Churchill quería llevarse la guerra a otra parte, el norte de África o Italia. Quería atacar lo que él denominaba el punto débil de Europa, por el Mediterráneo y por el antiguo imperio austriaco. También quería posponer la invasión. Sabía que los estadounidenses iban a insistir y que Gran Bretaña desempeñaría un papel fundamental, pero al final lo pospuso hasta 1944.
Describes cómo Churchill, en la conferencia de Yalta de 1945, esbozó en un trozo de papel la división del mundo de posguerra, que acabó con Stalin anexionándose gran parte de Europa del Este.
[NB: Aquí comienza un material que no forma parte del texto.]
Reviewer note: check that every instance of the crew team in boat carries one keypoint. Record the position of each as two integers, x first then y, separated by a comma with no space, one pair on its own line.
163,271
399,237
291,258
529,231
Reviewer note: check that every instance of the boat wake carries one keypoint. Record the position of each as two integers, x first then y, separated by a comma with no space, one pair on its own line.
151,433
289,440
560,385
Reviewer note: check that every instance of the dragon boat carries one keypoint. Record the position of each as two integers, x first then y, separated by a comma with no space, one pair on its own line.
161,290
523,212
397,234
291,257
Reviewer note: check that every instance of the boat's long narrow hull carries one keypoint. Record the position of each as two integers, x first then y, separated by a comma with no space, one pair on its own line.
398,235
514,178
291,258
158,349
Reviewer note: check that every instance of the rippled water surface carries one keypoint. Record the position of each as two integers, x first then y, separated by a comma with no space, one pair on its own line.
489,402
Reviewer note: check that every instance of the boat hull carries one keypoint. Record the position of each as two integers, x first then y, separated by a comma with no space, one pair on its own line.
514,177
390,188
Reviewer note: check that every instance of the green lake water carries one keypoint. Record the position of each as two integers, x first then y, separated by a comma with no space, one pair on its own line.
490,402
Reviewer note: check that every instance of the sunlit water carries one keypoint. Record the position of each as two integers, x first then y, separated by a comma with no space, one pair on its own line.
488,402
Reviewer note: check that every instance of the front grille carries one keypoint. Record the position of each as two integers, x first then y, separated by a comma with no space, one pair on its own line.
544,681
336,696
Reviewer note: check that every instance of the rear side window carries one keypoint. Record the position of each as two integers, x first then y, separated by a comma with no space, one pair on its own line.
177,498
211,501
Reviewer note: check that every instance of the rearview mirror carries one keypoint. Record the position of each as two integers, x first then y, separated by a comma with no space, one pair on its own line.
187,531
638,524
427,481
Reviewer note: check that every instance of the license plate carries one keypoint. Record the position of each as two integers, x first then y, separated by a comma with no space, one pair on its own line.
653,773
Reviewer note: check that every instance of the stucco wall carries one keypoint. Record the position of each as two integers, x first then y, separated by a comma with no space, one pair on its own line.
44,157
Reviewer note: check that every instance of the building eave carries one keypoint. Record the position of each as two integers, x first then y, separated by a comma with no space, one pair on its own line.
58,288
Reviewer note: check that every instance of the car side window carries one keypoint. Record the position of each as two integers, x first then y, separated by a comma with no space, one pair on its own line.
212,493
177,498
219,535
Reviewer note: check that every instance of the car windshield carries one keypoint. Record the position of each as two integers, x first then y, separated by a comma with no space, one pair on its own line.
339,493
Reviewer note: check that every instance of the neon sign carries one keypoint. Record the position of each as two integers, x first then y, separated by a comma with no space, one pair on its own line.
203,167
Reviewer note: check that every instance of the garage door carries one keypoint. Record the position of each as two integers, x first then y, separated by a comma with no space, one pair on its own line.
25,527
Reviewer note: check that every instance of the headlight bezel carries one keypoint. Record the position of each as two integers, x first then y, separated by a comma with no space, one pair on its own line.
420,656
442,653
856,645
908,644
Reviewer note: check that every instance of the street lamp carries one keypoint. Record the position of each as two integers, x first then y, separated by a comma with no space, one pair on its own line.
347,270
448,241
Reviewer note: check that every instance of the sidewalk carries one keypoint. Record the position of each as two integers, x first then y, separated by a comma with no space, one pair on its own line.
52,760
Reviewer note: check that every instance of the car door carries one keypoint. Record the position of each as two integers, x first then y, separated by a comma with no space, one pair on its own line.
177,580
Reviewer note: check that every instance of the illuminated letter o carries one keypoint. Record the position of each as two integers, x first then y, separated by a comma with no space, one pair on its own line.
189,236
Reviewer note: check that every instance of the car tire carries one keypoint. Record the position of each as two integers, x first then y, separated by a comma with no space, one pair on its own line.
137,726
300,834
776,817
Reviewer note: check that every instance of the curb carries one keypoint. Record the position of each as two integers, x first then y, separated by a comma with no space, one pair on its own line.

Roosevelt pidió a Stalin que no ocupase Polonia hasta después de las elecciones en Estados Unidos. ¿No fue muy cínico?
Yo utilizaría la palabra práctico. Los soviéticos ya estaban allí de todos modos y los estados bálticos habían formado parte de la Rusia zarista históricamente. Así que Roosevelt estaba más o menos dispuesto a permitir que los reintegrase en el sistema comunista. Polonia estaba justo en el umbral de Rusia. A Roosevelt no le gustaba el gobierno polaco desde el exilio, ni tampoco a Churchill, y sabían que no podrían hacer mucho cuando la guerra terminase. Lo que intentaban hacer era aplacar a Stalin para que no se volviera avaricioso y no se apropiase de toda Europa del Este, algo que acabó haciendo. Esperaban que, como era un aliado, se contendría. Pero no lo hizo.
El famoso discurso de Churchill sobre el Telón de Acero demostró que creía que el comunismo sería una amenaza aún mayor que la Alemania nazi. Tenía razón, ¿no?
Sí. Tenía calado a Stalin desde el principio y no confiaba en los comunistas en su mundo. Roosevelt era [se ríe] más ambivalente. Dijo al periodista del New York Times que el señor Stalin no estaba a cargo del Kremlin. Es una declaración interesante porque demuestra que Roosevelt no estaba seguro de qué pasaba. Churchill sí.
Hoy, el mundo está plagado de conflictos. Sin embargo, nuestros líderes parecen muy pequeños comparados con, por ejemplo, Churchill o Roosevelt. ¿Qué lecciones pueden darnos sobre el liderazgo en el mundo actual?
Eran líderes muy fuertes, pero también eran hombres. Cometieron errores. Ahora los vemos como gigantes bajo el foco de la historia. Creo que Churchill era considerado un gigante en su época. Los estadounidenses eran más ambiguos respecto a Roosevelt, porque llevaba mucho tiempo en el poder. Nadie sabe qué pensaba el pueblo ruso de Stalin porque no hacían encuestas. [Se ríe]
Esta entrevista ha sido editada y traducida del inglés. Se publicó en nationalgeographic.com.